Les entreprises ne devraient pas seulement fonctionner en complément des acteurs commerciaux mais, comme auparavant, viser à faire partie des plus grandes entreprises médiatiques du pays. Depuis 2019, la direction du Parti modéré a pour devise « plus étroit et plus précis ». En ce qui concerne le service public, le KD et le SD ont des formulations similaires. Mais au gouvernement, il n’y a toujours pas de changement de cap.

2. il y aura un lent resserrement de l’économie

Au cours de la nouvelle période d’autorisation, l’augmentation annuelle des crédits sera ramenée de 2 % actuellement à 1 %, selon la proposition. Cela ne couvrira pas les augmentations réelles des coûts ; des économies seront nécessaires. Il en va de même pour la quasi-totalité des activités financées par des fonds publics – et on est loin de ce qui a été fait au Danemark en 2019, lorsque la subvention de base accordée à DR a été réduite de 20 % d’un seul coup.

3) « La mission n’est pas multimédia »

L’annonce la plus importante aujourd’hui.

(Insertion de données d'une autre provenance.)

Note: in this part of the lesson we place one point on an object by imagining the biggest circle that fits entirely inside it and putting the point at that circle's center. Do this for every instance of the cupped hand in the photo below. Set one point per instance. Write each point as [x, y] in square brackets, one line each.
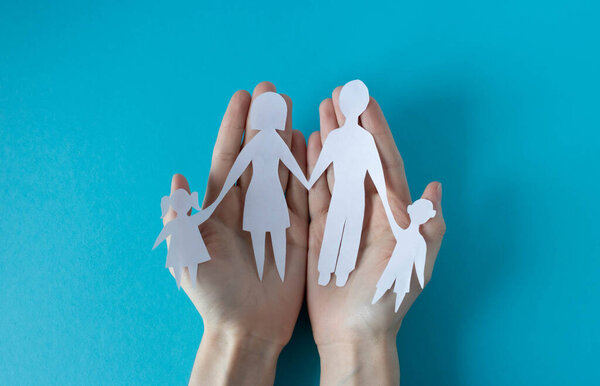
[229, 295]
[345, 315]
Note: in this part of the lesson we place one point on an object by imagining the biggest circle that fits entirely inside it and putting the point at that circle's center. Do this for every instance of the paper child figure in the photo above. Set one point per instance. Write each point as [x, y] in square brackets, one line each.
[186, 247]
[410, 250]
[265, 207]
[352, 151]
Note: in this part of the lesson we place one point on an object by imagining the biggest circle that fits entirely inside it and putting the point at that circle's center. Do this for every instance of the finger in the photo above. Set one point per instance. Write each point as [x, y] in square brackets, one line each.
[319, 195]
[373, 120]
[286, 135]
[297, 196]
[433, 230]
[328, 122]
[260, 88]
[227, 146]
[177, 182]
[335, 96]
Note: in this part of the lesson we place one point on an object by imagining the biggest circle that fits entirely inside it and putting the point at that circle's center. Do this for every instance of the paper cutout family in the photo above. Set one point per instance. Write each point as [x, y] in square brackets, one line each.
[352, 152]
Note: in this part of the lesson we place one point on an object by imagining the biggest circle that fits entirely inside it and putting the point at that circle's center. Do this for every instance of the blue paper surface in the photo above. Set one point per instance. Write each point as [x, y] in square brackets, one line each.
[100, 103]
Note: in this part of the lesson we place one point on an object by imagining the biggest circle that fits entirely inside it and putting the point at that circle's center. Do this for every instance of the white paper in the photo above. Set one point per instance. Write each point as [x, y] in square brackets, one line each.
[186, 246]
[265, 206]
[410, 250]
[352, 151]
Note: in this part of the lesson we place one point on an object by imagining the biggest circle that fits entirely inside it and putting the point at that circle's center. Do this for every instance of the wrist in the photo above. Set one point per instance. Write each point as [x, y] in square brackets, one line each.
[238, 342]
[373, 360]
[234, 357]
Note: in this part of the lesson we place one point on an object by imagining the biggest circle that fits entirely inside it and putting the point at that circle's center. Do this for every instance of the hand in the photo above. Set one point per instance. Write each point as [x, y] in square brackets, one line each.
[356, 340]
[246, 322]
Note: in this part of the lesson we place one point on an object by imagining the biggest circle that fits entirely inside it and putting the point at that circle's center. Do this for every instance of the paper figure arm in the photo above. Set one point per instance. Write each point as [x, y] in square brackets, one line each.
[375, 170]
[323, 162]
[290, 162]
[162, 236]
[238, 167]
[421, 254]
[201, 216]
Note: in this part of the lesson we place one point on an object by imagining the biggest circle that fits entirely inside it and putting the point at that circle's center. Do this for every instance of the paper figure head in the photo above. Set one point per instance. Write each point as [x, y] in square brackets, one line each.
[420, 211]
[354, 98]
[181, 202]
[268, 112]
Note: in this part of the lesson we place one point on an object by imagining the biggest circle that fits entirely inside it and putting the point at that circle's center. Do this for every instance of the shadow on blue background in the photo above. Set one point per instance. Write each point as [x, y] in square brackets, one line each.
[100, 104]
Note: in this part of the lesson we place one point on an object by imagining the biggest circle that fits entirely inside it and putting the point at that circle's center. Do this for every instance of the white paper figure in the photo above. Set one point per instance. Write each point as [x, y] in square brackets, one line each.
[186, 246]
[410, 250]
[352, 151]
[265, 207]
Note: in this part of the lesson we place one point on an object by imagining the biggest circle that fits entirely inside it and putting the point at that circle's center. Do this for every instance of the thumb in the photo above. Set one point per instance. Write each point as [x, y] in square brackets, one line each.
[434, 229]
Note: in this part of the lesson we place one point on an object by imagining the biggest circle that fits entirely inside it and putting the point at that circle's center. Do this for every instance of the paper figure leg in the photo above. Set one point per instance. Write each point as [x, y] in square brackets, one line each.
[177, 272]
[420, 270]
[385, 282]
[399, 299]
[193, 269]
[348, 249]
[258, 244]
[334, 227]
[278, 241]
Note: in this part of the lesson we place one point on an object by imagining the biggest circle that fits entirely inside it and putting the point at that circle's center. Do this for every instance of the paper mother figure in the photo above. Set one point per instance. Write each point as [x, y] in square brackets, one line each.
[352, 151]
[265, 207]
[410, 250]
[186, 247]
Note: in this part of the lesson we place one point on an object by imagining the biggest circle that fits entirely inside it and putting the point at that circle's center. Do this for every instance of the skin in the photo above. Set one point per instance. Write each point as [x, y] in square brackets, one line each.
[248, 322]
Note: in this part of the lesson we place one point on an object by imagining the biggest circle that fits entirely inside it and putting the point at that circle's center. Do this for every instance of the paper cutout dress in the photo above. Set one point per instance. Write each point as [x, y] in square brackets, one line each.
[352, 151]
[265, 206]
[186, 246]
[410, 250]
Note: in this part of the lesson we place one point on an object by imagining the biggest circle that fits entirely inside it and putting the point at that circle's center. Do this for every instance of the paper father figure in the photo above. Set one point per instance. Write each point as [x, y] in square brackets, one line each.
[352, 151]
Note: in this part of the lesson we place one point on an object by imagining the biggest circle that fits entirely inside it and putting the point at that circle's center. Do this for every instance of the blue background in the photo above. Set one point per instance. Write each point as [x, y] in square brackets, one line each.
[100, 104]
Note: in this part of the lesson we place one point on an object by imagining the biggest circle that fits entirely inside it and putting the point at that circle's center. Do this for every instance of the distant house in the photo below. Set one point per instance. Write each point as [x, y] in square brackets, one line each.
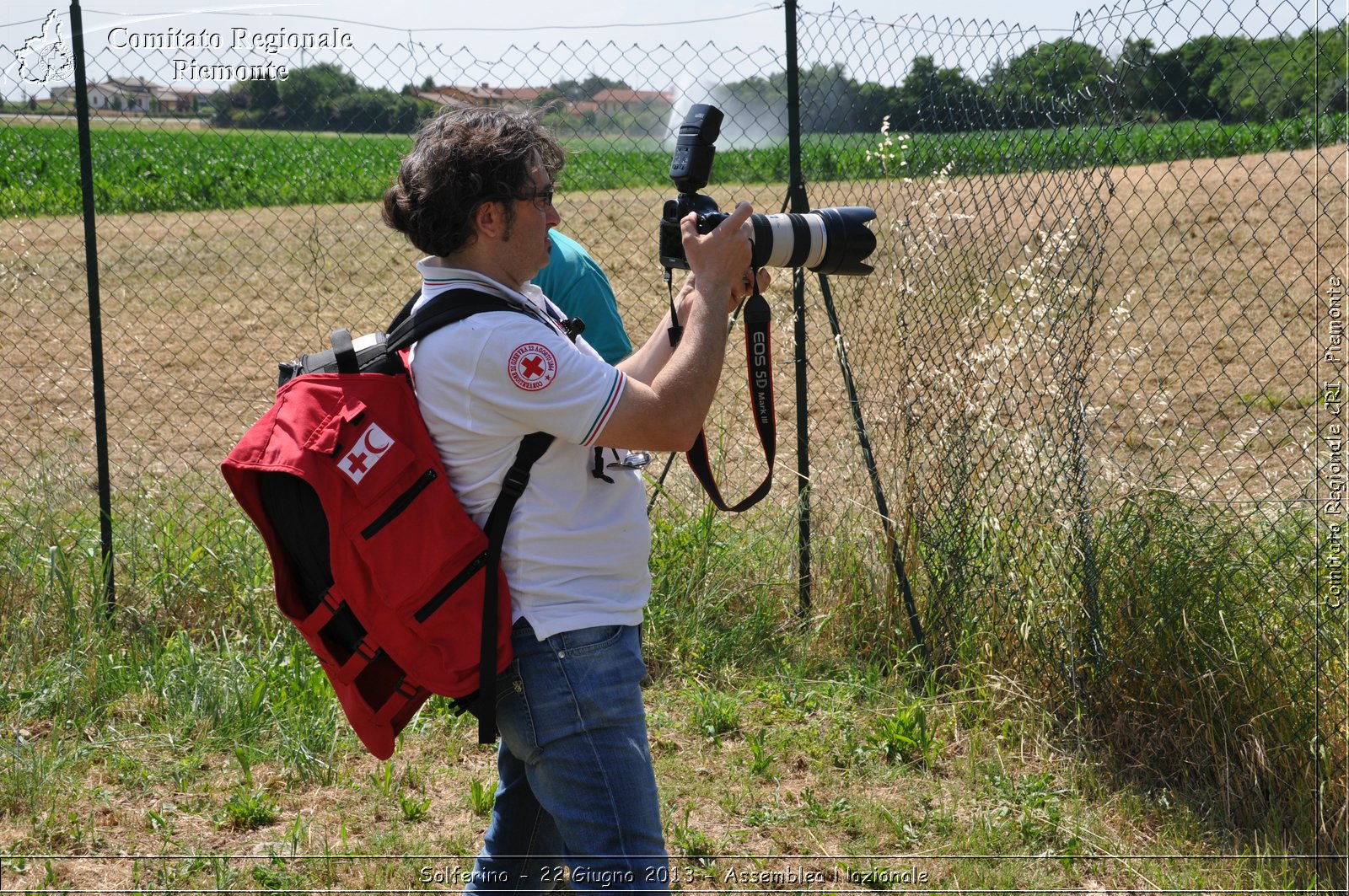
[614, 101]
[482, 94]
[134, 94]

L’application d’information de SVT a été développée dans une zone grise de la licence de radiodiffusion. La direction de SVT considère l’activité d’information en ligne comme une modernisation raisonnable de la télévision d’information : un « service d’information multimédia en ligne axé sur la vidéo », disent-ils.

Le rapport semble rejeter ce raisonnement : « Une mission de contenu technologiquement neutre ne signifie pas que les radiodiffuseurs de service public se voient confier une mission d’information multimédia ». D’autre part, il n’y a pas de réglementation détaillée sur la quantité de texte qui peut être utilisée.

En 2017, la direction de SVT a demandé des directives plus claires pour les activités en ligne. Ils l’ont maintenant obtenu, mais peut-être pas les directives qu’ils souhaitaient. L’ordre des politiciens est à la fois clair et incompréhensible : SVT doit produire des images animées et SR doit produire du son, comme le stipulent les licences de radiodiffusion. Mais ce que cela doit signifier à notre époque – et jusqu’à quel point le service public peut s’éloigner de l’appareil médiatique du 20e siècle – est une question avec laquelle la direction de l’entreprise doit continuer à se débattre. La commission n’a pas donné de passe-droit aux multimédias.

Ce texte a été mis à jour le 14 mai.